I wish they had a "No Yankees" filter on status updates.
Her boobs looked like leather oven mitts. No more cougar hunting for awhile.
You were in my dream and you got the lyrics to lollipop tattooed on your chest. Don't get it, it wasnt that cool.
he yelled "RELEASE THE KRAKEN" then hit me with his dick
These guys are walking up and down the hallway yelling, "Yo, is this the floor with the unisex bathroom?"
The last thing I remember is you asking me how to grow french fries.
he ruins everything I try to do including his roommates
Did he make you just lay your head next to his cock and talk to it again?
First booty call in Europe.. In Barcelona. With a German. In broad daylight.... Is that how they do it here?
I feel like we should actually go to church one of these days to thank god for saving us from herpes and babies.
She could makes a perfectt roast dinner drunk but she nearly sets the kitchen alight microwaving popcorn.
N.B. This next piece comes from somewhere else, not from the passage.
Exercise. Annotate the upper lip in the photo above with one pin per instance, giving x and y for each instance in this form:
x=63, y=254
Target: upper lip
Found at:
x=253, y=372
I feel like my body was put in a dryer with rocks set on permanent press.
It's nice out. . But after I almost put a bag of chips in the microwave to make nachos. ..I figured it best to not venture too far from the couch
My new dentist just kinda stared at me when I told him that I used to have partial dentures after breaking 2 teeth while beating the shit out of someone, until I puked them into the toilet and flushed them after getting high and making myself undercooked mac and cheese.
I hope I didn’t eat too many edibles just now. I got shit to do today. Like make Jell-O shots and take a shower.